この部屋の様を目の当たりにした雪之丞には、その沈黙が何か意味のあるものに思えた。
『徐の家の庭に、どうして居たんだ?』
もう一度、言い聞かせるように質問を発する。
『あ!はい!私ですね!?……徐、さんの、家の庭……なんか、行けって言われた、ような……いや、私が行こうと、思ったと思います、あ、でも、いや、徐さんに、来なさいって……言われたような………』
考えれば考えるほど、言動が支離滅裂になってゆき、それに合わせて雪之丞を見ていた瞳の焦点がずれ、口が半開きになる彼女。
(チッ、まともな話にならねぇな)
彼は性格上、人の話をじっくり聞くなど、無駄な時間だとさえ思ってしまうが、そうも言ってはいられない。

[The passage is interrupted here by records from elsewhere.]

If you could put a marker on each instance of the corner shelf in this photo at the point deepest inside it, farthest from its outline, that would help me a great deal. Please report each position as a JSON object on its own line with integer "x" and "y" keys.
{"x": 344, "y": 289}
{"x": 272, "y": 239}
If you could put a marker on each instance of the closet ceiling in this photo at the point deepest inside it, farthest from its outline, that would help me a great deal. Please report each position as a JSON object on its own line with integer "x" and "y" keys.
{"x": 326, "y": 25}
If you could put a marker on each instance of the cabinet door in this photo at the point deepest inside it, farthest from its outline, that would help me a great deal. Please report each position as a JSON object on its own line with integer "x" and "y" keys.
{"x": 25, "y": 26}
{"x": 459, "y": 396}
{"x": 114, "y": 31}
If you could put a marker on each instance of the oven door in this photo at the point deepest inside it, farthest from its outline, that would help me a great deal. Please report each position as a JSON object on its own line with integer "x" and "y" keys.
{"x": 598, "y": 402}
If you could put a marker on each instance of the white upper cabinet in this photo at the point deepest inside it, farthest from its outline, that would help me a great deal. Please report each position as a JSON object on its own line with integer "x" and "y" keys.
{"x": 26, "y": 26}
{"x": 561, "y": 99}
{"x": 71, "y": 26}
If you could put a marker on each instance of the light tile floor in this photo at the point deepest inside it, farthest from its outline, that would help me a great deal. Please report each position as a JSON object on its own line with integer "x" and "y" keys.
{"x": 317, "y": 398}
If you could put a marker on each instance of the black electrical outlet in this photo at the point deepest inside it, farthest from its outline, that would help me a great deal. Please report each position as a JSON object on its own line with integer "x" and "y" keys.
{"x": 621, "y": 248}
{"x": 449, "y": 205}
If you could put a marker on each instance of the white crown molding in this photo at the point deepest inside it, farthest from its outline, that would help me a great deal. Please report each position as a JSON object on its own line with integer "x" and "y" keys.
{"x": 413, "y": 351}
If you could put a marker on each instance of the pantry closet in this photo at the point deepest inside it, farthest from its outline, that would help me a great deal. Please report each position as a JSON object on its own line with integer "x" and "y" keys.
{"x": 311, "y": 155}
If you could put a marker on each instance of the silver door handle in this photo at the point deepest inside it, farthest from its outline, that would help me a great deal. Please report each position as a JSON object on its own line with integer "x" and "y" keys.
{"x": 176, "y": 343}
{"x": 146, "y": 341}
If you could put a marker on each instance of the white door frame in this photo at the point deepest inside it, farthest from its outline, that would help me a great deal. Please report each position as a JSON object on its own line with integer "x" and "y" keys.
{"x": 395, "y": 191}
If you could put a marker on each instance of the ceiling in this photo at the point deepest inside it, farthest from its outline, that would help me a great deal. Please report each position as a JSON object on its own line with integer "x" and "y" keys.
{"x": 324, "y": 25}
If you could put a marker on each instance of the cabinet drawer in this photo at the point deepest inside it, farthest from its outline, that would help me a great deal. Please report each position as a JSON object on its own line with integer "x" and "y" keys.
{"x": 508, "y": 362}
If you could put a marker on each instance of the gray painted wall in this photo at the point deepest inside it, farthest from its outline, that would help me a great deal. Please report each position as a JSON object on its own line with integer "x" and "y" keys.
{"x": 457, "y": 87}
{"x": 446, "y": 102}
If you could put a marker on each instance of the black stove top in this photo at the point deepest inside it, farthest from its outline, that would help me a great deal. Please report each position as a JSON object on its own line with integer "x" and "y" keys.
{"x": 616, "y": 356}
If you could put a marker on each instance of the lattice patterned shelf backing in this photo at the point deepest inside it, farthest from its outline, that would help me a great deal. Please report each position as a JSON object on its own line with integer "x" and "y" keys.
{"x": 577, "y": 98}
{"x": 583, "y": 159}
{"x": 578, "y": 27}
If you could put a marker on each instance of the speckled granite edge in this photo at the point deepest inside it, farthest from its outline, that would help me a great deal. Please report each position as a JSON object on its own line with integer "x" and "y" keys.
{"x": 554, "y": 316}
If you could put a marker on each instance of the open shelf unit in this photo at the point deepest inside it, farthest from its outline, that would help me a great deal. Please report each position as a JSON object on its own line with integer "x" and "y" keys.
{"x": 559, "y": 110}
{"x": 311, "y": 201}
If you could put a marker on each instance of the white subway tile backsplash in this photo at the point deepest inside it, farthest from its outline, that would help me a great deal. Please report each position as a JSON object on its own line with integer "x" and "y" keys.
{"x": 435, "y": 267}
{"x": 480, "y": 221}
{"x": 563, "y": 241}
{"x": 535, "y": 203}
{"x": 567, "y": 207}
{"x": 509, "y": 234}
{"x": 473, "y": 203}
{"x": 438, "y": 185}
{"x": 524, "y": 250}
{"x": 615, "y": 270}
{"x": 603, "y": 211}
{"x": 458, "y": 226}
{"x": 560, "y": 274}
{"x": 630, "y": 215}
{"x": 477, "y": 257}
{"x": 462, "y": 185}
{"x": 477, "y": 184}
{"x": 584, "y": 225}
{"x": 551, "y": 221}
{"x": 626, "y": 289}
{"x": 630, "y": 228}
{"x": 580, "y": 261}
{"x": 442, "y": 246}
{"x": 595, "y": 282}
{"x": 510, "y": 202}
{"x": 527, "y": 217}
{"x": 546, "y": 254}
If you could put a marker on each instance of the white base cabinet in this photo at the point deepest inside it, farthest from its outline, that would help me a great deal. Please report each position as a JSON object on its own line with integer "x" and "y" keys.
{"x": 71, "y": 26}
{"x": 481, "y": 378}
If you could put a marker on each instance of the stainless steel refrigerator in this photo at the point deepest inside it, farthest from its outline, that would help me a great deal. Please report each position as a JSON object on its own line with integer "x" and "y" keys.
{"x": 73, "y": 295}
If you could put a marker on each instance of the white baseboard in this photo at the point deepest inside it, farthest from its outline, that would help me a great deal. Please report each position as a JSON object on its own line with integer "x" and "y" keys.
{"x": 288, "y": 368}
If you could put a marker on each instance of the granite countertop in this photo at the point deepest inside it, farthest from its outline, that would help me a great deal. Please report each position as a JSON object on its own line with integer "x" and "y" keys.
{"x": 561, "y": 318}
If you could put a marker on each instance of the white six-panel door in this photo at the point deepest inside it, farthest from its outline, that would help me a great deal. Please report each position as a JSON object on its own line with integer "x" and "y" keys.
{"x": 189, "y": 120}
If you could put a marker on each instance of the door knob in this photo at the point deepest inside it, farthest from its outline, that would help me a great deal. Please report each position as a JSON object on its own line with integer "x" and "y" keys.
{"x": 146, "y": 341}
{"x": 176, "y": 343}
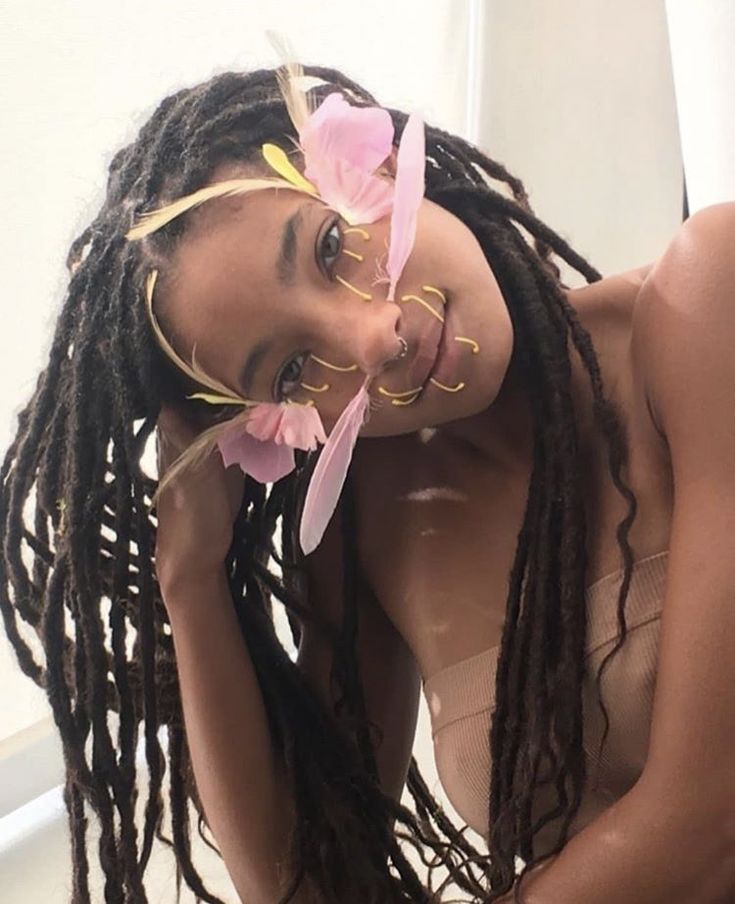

見るからに思考の果てにイッてしまっている彼女を呼び戻すため、テーブルを強く叩く。
バンッ
彼女は背骨を引っ張られたかの様な反応をし、雪之丞に焦点が戻った。
『………名前は?』
『あっ!え、はい!翠玲(すいれい)です!』
そう言うとまた「へへへ」と嬉しそうに笑う。
『翠玲、落ち着いて、とりあえずその包丁置いたらどうだ?』
なんとか彼女の精神をまともな状態にしようと発した言葉だったが、逆効果だった。
翠玲は固まらんばかりの勢いで握っている包丁をじっと見つめて、なにやらブツブツとつぶやき始めた。
(……またか)
先程の様になんらかの刺激を与えて正気に戻そうとしたが、今度の彼女の思考は、凶器に集中している。
どうしたもんかと翠玲の様子を伺う。
ドブッ ヂュ
(!!!???)
腹が、焼ける様に痛い!
気づいた瞬間、全身に冷たい汗が浮かぶ。
グジュ キ゜ュ
何かはわからない、だが、臓器が握りつぶされている様な……。
『あ゛っ』
雪之丞の後ろから、濃紺の装束を纏った何かが、その右腕で雪之丞を貫いている。
『あ゛あ゛あ゛あ゛あ゛あ゛あ゛あ゛う゛ぐぁぁぁぁ!!!』
ブジュ
握られていたモノが弾けた。
『%*@$#&^/j<<<<.;;@%\♪!!!!!!!』
気が狂いそうな痛みで倒れながら、後ろを見る。
(式神……か!?)
それ以上、頭を働かせることが出来るわけもなく、薄れゆく意識の中で雪之丞の頭に「死」という文字が浮かんだ。